An Allegheny County Common Pleas Court jury acquitted Kenneth Simon of two counts each of perjury, false swearing, obstructing the administration of law and unsworn falsification. The jury also found him not guilty on one count of theft in which he was accused of stealing more than $800 from one of the men he arrested.
Even so, District Attorney Stephen A. Zappala Jr. said Wednesday that his office has already withdrawn criminal cases against 13 defendants whose charges were based primarily on the word of Mr. Simon and his former partner, Officer Anthony Scarpine.
Another defendant already had been convicted in a jury trial. In that case, Mr. Zappala said, his office asked that the verdict be overturned.
"When we see things like this, it goes to the heart of the administration of justice," the prosecutor said. "No one is above the law.
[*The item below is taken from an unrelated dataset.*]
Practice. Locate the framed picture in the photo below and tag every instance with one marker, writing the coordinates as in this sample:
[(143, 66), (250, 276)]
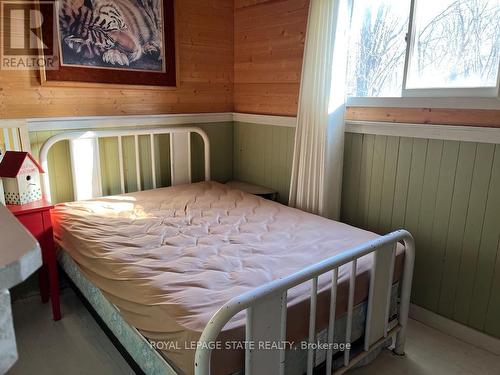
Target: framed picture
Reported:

Guilt or innocence is determined by a judge or a jury, and we fight to protect that every day."
In all, Mr. Zappala said, 31 cases involving Mr. Simon and Officer Scarpine were reviewed. The 17 that were allowed to remain included separate physical evidence or testimony that corroborated what the officers claimed, he said.
Mr. Simon's trial began Monday before Judge Edward J. Borkowski.
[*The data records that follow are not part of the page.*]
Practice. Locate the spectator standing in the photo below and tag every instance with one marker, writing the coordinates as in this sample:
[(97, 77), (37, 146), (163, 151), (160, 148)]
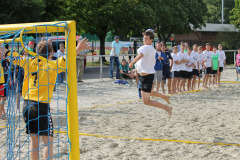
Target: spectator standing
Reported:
[(130, 51), (61, 53), (166, 70), (222, 62), (237, 64), (158, 67), (80, 64), (117, 46)]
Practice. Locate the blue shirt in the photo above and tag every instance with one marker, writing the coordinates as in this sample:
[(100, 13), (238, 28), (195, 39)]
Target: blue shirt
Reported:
[(117, 47), (168, 56), (159, 63)]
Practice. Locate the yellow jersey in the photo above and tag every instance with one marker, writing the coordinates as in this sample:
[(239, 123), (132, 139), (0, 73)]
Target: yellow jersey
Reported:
[(39, 77)]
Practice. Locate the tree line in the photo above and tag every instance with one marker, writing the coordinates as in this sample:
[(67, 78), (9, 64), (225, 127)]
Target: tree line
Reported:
[(125, 18)]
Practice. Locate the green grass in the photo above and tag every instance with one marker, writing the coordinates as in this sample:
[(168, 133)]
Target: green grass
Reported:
[(97, 63)]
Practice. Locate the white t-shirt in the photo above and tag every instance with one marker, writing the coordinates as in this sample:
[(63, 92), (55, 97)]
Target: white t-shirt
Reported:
[(147, 63), (182, 56), (175, 66), (191, 61), (221, 58), (195, 58), (200, 59), (208, 57)]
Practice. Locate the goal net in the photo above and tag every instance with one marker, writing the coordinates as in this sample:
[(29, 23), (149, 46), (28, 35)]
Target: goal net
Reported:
[(38, 95)]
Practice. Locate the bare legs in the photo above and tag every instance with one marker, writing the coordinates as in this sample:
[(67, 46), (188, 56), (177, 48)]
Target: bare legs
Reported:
[(2, 110), (148, 101)]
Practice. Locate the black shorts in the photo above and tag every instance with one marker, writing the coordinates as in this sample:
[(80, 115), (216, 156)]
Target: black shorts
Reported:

Mr. Zappala's office accused him and Officer Scarpine of manufacturing information about a July 7, 2010, arrest at a car wash on the North Side.
In an affidavit of probable cause signed by Mr. Simon, he claimed to have witnessed one man, Timothy Joyce, selling drugs to another, David Carpenter, as he and Officer Scarpine drove past. When the men were taken into custody, police found heroin on Mr. Joyce and cocaine on Mr. Carpenter.
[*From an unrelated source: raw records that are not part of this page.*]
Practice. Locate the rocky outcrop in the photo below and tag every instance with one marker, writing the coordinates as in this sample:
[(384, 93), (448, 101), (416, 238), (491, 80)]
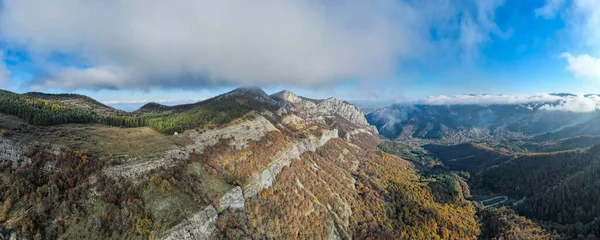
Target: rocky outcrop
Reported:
[(285, 157), (238, 134), (314, 109), (202, 224), (233, 199)]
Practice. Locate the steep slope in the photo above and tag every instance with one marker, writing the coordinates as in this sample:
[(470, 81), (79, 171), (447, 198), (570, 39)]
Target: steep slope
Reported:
[(274, 171)]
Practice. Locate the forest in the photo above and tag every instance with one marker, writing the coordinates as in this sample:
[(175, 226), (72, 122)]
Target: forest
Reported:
[(47, 112)]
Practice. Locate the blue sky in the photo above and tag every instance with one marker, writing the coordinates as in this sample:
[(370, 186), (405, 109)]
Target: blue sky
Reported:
[(138, 51)]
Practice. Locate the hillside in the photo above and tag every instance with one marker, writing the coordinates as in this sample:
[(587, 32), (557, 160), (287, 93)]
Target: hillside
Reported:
[(557, 189), (472, 122), (253, 166)]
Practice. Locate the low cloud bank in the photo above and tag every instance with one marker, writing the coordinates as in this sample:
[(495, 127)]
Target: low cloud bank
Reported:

However, video surveillance from the car wash showed no such activity and clearly shows that neither Mr. Joyce nor Mr. Carpenter even spoke to each other that evening.
The district attorney's office dismissed the charges against both men and charged Mr. Simon and Officer Scarpine.
At a preliminary hearing in January, a district judge dismissed the charges against Officer Scarpine, saying that he didn't do anything wrong and instead pursued the charges against Mr. Joyce and Mr. Carpenter based on information provided to him by Mr. Simon.
During the trial, Mr. Simon told the jury that he believed he saw a drug deal occur but that the distance between him and the car wash must have skewed his perception.
"It would be very simple to confuse that from a distance of 160 feet," said defense attorney William Difenderfer, referring to his client seeing Mr. Carpenter walking away with a clenched fist and money in his hand.
Mr. Simon also admitted that the affidavit naming the two men was sloppy and that he never even read what Officer Scarpine wrote on it -- instead just signing his name to it.
Mr. Difenderfer told jurors there was never any intent to lie on the document.
"There's no excuse for it, the report writing," he said. "This had many more inconsistencies than any affidavit I've ever seen."
Still, he continued, there was internal police discipline that could have been meted out -- not criminal prosecution.
"It's really easy to defend a case where you know your client is being truthful about what happened," Mr. Difenderfer said. "I'm very proud to have defended him."
Mr. Zappala said he respects the jury's decision but believes criminal charges against the officers were appropriate.
"He's saying he made a mistake. We see it otherwise. It's an integrity issue," Mr. Zappala said. "These people were charged with felonies for actions they didn't commit."